Suggested roles of HLIP/OHP, ELIPs and SEP/Lil in the PSII repair cycle. During HL, generated ROS damages mainly the PSII reaction centre protein D1, followed by D2, and then the LHCII subunits. Chlorophylls from the damaged reaction centres and LHC are transferred to OHP1 or ELIP and SEP/Lil, respectively, while the damaged proteins are degraded. During this time, the energy of excited chlorophylls is quenched via carotenoids. Once newly synthesized subunits are incorporated and PSII reassembled, chlorophylls are transferred back to the reaction centre to harvest light for photosynthesis. It is important to note that ELIPs, SEPs and OHPs are most certainly involved in regulation of other mechanisms, including chlorophyll and carotenoid biosynthesis.

Figure 3

LHCII and LHC-like proteins share vast structural similarities. (a) The known structure of LHCII (taken from pdb id: 6KAF) is shown in green. The structure models of LHC-like proteins as predicted by Swiss model. (b) OHP1 and psbS predicted models superimposed on the known LHCII structure. Note the overlapping of the two conserved TM helices in OHP, LHCI and psbS. All models (including OHP and SEP) were predicted with Arabidopsis thaliana sequences of the relevant proteins except lhcSR. The lhcSR model was predicted with C. reinhardtii sequence.
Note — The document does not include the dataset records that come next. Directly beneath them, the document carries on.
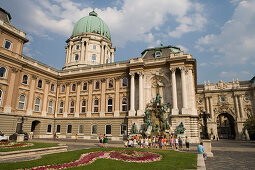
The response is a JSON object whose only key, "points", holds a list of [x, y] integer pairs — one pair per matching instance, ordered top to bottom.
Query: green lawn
{"points": [[35, 146], [171, 160]]}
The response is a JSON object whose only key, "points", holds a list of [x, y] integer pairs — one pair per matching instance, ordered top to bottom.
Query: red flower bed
{"points": [[127, 156]]}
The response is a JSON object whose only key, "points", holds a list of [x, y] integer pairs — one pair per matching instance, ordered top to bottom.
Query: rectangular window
{"points": [[69, 128], [49, 129], [58, 129], [81, 129], [94, 129], [108, 129]]}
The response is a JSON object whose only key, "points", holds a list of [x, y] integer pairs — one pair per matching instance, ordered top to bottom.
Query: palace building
{"points": [[94, 95]]}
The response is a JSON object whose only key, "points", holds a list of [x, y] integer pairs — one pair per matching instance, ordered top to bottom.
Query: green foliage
{"points": [[250, 125], [171, 160]]}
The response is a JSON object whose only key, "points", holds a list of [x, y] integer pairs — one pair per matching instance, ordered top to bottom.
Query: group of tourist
{"points": [[161, 142]]}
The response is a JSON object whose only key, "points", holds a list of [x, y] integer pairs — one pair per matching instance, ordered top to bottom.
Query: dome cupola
{"points": [[92, 24]]}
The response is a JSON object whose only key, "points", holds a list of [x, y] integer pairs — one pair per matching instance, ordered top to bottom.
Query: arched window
{"points": [[8, 45], [76, 57], [2, 72], [25, 79], [124, 82], [39, 84], [110, 84], [97, 85], [85, 86], [52, 87], [73, 87], [63, 89], [1, 97], [22, 102], [37, 104], [124, 104], [109, 105], [72, 106], [83, 106], [96, 106], [50, 107], [61, 107], [108, 129]]}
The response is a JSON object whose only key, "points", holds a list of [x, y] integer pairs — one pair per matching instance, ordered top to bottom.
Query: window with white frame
{"points": [[7, 44], [76, 57], [94, 58], [2, 72], [25, 79], [124, 82], [110, 83], [39, 84], [97, 85], [85, 86], [52, 87], [63, 89], [73, 89], [1, 97], [22, 101], [124, 102], [37, 104], [109, 105], [72, 106], [83, 106], [96, 106], [50, 107], [61, 107], [49, 128], [58, 128], [69, 129], [81, 129], [94, 129], [108, 129], [123, 129]]}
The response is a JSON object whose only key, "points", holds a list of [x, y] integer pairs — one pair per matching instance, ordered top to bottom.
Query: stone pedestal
{"points": [[20, 138], [208, 147]]}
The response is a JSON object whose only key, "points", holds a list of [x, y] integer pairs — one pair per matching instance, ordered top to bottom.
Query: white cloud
{"points": [[132, 21], [235, 43]]}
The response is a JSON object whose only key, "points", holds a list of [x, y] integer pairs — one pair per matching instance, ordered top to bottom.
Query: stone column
{"points": [[82, 51], [184, 90], [78, 92], [132, 95], [31, 96], [117, 97], [45, 98], [102, 101], [90, 102], [236, 106], [241, 106], [7, 108], [211, 108], [175, 110], [66, 111], [140, 111]]}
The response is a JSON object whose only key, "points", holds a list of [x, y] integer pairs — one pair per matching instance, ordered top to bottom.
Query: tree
{"points": [[250, 126]]}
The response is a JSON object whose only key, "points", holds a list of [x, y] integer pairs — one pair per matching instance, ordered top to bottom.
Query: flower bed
{"points": [[4, 145], [126, 156]]}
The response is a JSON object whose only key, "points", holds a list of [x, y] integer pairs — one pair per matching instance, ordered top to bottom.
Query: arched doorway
{"points": [[226, 126], [35, 128]]}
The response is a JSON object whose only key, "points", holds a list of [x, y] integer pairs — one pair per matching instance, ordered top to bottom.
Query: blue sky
{"points": [[220, 34]]}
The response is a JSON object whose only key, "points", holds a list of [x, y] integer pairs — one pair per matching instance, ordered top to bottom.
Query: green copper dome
{"points": [[92, 24]]}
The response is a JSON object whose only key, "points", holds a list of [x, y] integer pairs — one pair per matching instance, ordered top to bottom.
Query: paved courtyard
{"points": [[230, 154]]}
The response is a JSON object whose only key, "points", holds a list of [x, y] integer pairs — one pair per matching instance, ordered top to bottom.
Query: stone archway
{"points": [[226, 126], [35, 128]]}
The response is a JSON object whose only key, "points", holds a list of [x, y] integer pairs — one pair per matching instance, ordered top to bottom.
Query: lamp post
{"points": [[204, 116]]}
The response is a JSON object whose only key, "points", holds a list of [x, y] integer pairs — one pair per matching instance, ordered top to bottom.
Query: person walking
{"points": [[187, 143]]}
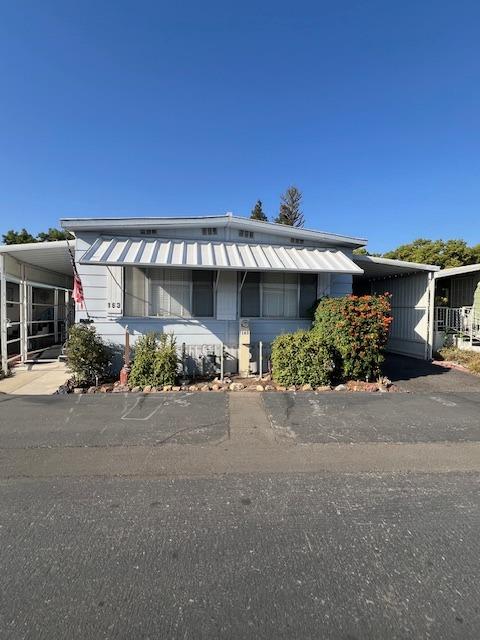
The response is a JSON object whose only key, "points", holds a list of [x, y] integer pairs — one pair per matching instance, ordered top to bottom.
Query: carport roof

The predicted structures are coloured by hydrophobicity: red indicates hydrophobic regions and blue indicates hydrophilic regions.

Figure 4

Suggested evolution of LHC and LHC-like proteins. HLIP was first introduced to eukaryotes via primary endosymbiosis and acquired a signal peptide when its gene transferred to the nuclear genome. OHP1-like protein gave rise to a pool of different SEPs. OHP2 is likely a consequence of a gene-deletion event of SEP while a small portion remains and acts as a membrane anchor. Different SEPs evolved into LHCs, ELIPs and psbS.

Figure 5

Proposed quenching mechanisms for psbS, lhcSR, and C. ohadii CBR. HL conditions promote thylakoid lumen acidification. psbS (mainly in plants) is protonated at conserved Glu residues (indicated by pink arrows) and undergoes conformational shift before interacting with and activating energy quenching in the LHCII subunit CP29 (top). lhcSR is protonated at conserved Glu and Asp residues and also undergoes conformational shift and interacts with LHCII subunits. Excess energy can be transferred to lhcSR, where it is quenched via carotenoids (middle). The mechanism of CBR is unknown, yet evidence points to a conserved Glu residue with the same location of one of the proton-sensing Glutamates of psbS, suggesting a possibility in which CBR acts as a substitute for psbS and lhcSR in the highly light-tolerant C. ohadii (Levin et al., 2022) [27]. Figure adapted and modified from Pinnola., 2019 [23] LHCII and PSII core structures were taken from pdb id: 6KAF.